Monorepo Git techniques: sparse checkout, partial clones, and staying fast at scale
A 5 GB monorepo with a 14-minute clone is fixable. Sparse checkout, partial clones, commit-graph, and fsmonitor — practical Git techniques for monorepos at scale.
A new engineer joined a team I work with last month. On her first day, she ran git clone. Fourteen minutes later, she had a 5 GB working directory containing forty services, half of which she would never touch. Her laptop fans never stopped.
Monorepos work. Google, Meta, Stripe, and many others run them at huge scale. But "monorepo" out of the box, with default Git settings, gets slow as the repo grows. The fix is not to abandon the model. The fix is a handful of Git features — most of them recent, all of them well-supported — that make a big repo feel small on each engineer's machine.
This post is the operational companion to the strategy posts in this series. It covers what a monorepo actually is, why companies use them, and the specific Git commands and configuration that keep one fast at scale.
What a monorepo actually is
A monorepo is one Git repository that contains many projects. Inside, you might have:
my-monorepo/
├── apps/
│ ├── web/
│ ├── mobile/
│ └── admin/
├── services/
│ ├── auth/
│ ├── billing/
│ ├── search/
│ └── notifications/
├── libs/
│ ├── ui-components/
│ ├── api-client/
│ └── shared-types/
└── infra/
├── terraform/
└── k8s/
Each folder might be its own deployable thing. The point of putting them in one repo is atomic cross-project changes. If you change libs/api-client, you can update every consumer in services/ and apps/ in the same commit. With multi-repo, that change requires N PRs across N repos, often merged in a careful order.
This is the upside. The downside is the repo gets large, and naive git operations get slow.
Why companies use monorepos
The case for monorepos is well documented. Three primary sources worth reading:
- Google's 2016 paper, "Why Google Stores Billions of Lines of Code in a Single Repository," describes the technical and organisational reasons their monorepo works at the scale of thousands of engineers and tens of millions of files.

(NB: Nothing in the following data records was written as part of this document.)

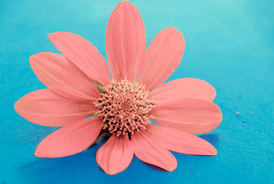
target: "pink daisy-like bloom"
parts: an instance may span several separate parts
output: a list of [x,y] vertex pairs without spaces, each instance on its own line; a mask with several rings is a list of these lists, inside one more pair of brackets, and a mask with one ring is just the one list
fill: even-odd
[[105,36],[112,80],[105,60],[87,40],[68,32],[48,36],[64,55],[39,53],[29,62],[49,89],[29,93],[14,105],[29,121],[64,126],[38,144],[36,157],[76,154],[103,133],[110,137],[99,148],[96,160],[109,174],[126,169],[134,155],[166,171],[177,167],[169,150],[216,155],[212,144],[192,135],[210,131],[222,120],[220,109],[212,103],[214,88],[190,78],[162,84],[183,56],[184,39],[177,29],[164,29],[146,50],[140,12],[130,2],[120,2],[110,16]]

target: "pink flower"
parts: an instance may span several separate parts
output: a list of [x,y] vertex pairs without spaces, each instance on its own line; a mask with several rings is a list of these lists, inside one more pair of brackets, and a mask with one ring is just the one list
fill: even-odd
[[[103,57],[85,38],[68,32],[50,34],[49,38],[64,55],[39,53],[29,58],[35,74],[49,89],[29,93],[14,105],[29,121],[64,126],[39,144],[36,157],[76,154],[88,148],[100,132],[112,135],[96,155],[98,165],[109,174],[126,169],[134,155],[167,171],[177,167],[168,150],[216,155],[212,145],[192,135],[210,131],[222,120],[220,109],[212,102],[214,88],[197,79],[161,85],[183,56],[184,39],[177,29],[160,31],[146,51],[138,10],[129,1],[120,2],[105,36],[112,81]],[[86,118],[91,116],[96,117]]]

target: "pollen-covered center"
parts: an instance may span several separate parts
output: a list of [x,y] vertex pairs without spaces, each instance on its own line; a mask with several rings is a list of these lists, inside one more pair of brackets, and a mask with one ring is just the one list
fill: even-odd
[[145,86],[123,80],[112,81],[103,88],[104,93],[95,102],[99,109],[97,114],[103,119],[103,129],[127,137],[145,130],[151,118],[148,114],[154,106]]

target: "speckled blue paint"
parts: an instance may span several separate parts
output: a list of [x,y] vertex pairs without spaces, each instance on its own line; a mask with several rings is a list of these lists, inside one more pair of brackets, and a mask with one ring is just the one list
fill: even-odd
[[105,31],[118,1],[0,0],[0,183],[273,183],[273,1],[132,2],[142,15],[148,43],[169,26],[184,35],[183,60],[169,80],[195,77],[216,89],[223,120],[201,137],[218,155],[174,153],[178,168],[173,172],[134,157],[115,176],[97,165],[98,145],[64,158],[35,157],[36,145],[56,128],[27,122],[14,111],[19,98],[45,88],[29,57],[58,52],[47,34],[66,31],[88,39],[105,57]]

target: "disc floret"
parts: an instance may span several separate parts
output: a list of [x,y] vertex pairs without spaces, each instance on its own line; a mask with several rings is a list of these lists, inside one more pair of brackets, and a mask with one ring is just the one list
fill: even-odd
[[149,112],[154,107],[148,99],[149,92],[145,86],[124,79],[113,80],[103,88],[104,92],[95,101],[99,109],[96,114],[103,119],[103,129],[127,137],[134,131],[144,131],[152,118]]

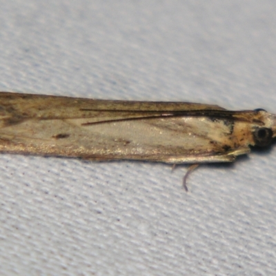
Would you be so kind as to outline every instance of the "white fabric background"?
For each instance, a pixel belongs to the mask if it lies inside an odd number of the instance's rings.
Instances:
[[[276,112],[276,2],[0,1],[0,90]],[[271,275],[276,148],[233,165],[0,155],[1,275]]]

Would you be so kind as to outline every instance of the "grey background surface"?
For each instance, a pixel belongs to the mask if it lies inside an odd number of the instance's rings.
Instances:
[[[275,1],[0,1],[0,90],[276,112]],[[234,165],[0,155],[1,275],[271,275],[276,147]]]

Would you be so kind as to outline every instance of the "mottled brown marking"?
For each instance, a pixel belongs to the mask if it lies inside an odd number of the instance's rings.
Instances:
[[[69,137],[70,134],[68,133],[59,133],[56,135],[53,135],[52,137],[55,139],[64,139]]]

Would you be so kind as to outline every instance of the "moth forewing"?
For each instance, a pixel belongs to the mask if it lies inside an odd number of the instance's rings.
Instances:
[[[265,111],[191,103],[0,92],[0,119],[1,152],[91,160],[233,161],[276,135]]]

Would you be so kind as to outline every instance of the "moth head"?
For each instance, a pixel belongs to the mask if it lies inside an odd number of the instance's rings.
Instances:
[[[270,128],[257,128],[253,132],[253,139],[256,146],[266,146],[270,144],[273,138],[273,132]]]
[[[273,139],[276,137],[276,115],[261,108],[254,111],[257,113],[259,121],[262,123],[262,126],[256,126],[253,132],[255,145],[268,146],[271,144]]]

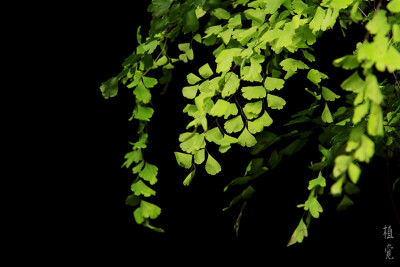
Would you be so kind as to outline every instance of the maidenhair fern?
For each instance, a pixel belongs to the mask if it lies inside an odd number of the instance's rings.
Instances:
[[[283,157],[301,153],[315,129],[321,130],[319,145],[310,149],[319,150],[320,162],[308,166],[315,176],[308,183],[308,197],[298,205],[304,213],[288,245],[302,242],[311,219],[321,216],[321,194],[328,191],[341,197],[338,209],[351,205],[362,166],[377,154],[394,157],[398,152],[400,0],[153,0],[148,11],[152,19],[147,37],[142,39],[139,27],[135,52],[123,63],[123,70],[100,87],[103,96],[110,98],[124,84],[135,97],[131,120],[139,122],[138,139],[123,166],[134,174],[126,203],[134,208],[138,224],[163,231],[151,225],[161,212],[151,203],[158,168],[143,157],[148,124],[157,112],[152,92],[156,86],[167,88],[177,64],[196,63],[194,55],[200,52],[193,49],[194,42],[211,47],[215,60],[186,74],[187,86],[179,93],[187,99],[183,113],[191,121],[179,136],[175,157],[179,166],[188,169],[183,177],[188,186],[197,168],[204,166],[210,175],[223,168],[207,149],[210,143],[220,153],[228,153],[232,146],[251,149],[253,159],[244,176],[232,179],[224,189],[243,187],[226,208],[242,203],[236,231],[255,191],[252,181],[268,175]],[[335,25],[346,33],[354,23],[365,28],[365,37],[352,54],[334,60],[333,65],[346,70],[348,77],[340,88],[328,88],[331,77],[312,67],[318,58],[313,46]],[[181,36],[189,36],[190,42],[179,43]],[[171,46],[178,48],[177,58],[169,55]],[[302,90],[313,96],[312,101],[290,120],[278,120],[271,113],[286,108],[282,92],[294,75],[311,82]],[[312,123],[311,130],[283,134],[270,130],[272,124],[285,129],[303,123]]]

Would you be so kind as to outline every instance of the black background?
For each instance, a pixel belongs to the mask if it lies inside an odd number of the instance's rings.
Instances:
[[[389,263],[385,261],[385,247],[391,243],[394,256],[400,259],[400,227],[389,199],[386,163],[379,159],[363,170],[361,194],[355,197],[353,208],[337,212],[340,199],[325,194],[321,198],[324,212],[312,220],[309,237],[289,248],[286,243],[302,214],[296,205],[306,200],[308,181],[316,174],[306,168],[315,155],[287,159],[256,183],[256,193],[244,211],[236,237],[233,224],[238,209],[222,212],[222,208],[239,191],[224,193],[223,187],[244,171],[250,160],[248,153],[243,153],[246,150],[214,153],[222,173],[209,176],[198,171],[190,187],[182,185],[187,171],[177,167],[174,158],[173,151],[179,151],[178,136],[189,122],[182,114],[186,100],[181,88],[186,85],[186,73],[196,69],[191,63],[176,69],[166,95],[153,93],[155,114],[146,153],[149,161],[159,167],[153,200],[162,208],[162,214],[154,224],[166,232],[159,234],[136,225],[133,210],[124,203],[132,176],[129,170],[120,168],[130,149],[128,141],[136,140],[137,125],[128,121],[133,94],[122,88],[118,96],[104,100],[99,86],[120,71],[123,60],[135,49],[137,27],[143,25],[146,30],[150,14],[146,13],[146,4],[138,2],[65,7],[43,22],[49,27],[51,21],[57,21],[59,28],[46,31],[51,42],[39,49],[50,54],[46,69],[54,73],[53,77],[56,74],[47,94],[52,97],[50,108],[39,110],[46,115],[54,111],[56,119],[49,119],[46,124],[51,127],[41,136],[51,143],[45,174],[52,179],[45,182],[50,190],[35,195],[40,208],[33,211],[37,219],[28,232],[34,237],[26,246],[41,252],[32,257],[46,259],[53,255],[61,262],[112,266],[160,261],[187,265],[225,262],[231,266],[346,266]],[[364,35],[357,31],[351,34]],[[354,49],[353,39],[349,45],[340,38],[340,29],[336,29],[321,40],[315,54],[324,56],[317,67],[334,76],[330,88],[346,75],[332,70],[332,60]],[[201,53],[195,50],[195,59]],[[295,81],[292,86],[300,86],[303,94],[304,85]],[[383,237],[385,225],[393,228],[395,239],[390,242]],[[36,240],[43,240],[45,245],[37,245]]]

- Meta has written about Sapling, the source-control tool they built to handle their own monorepo when Git could not keep up.
- Microsoft has written about Scalar and partial clones, which were partly motivated by the Windows codebase migration to Git.
The recurring themes: atomic cross-project changes, shared tooling, one place to search, easier dependency management. The recurring caveat: at large scale, you need specialised tooling.
The good news for most teams: you are not Google. You can get most of the monorepo benefits with techniques that are now part of plain git, no exotic tooling required.
Sparse checkout: don't download files you don't use
Sparse checkout lets you have the full repo history but only check out a subset of files into your working directory. The engineer working on services/billing/ does not need apps/mobile/ on disk.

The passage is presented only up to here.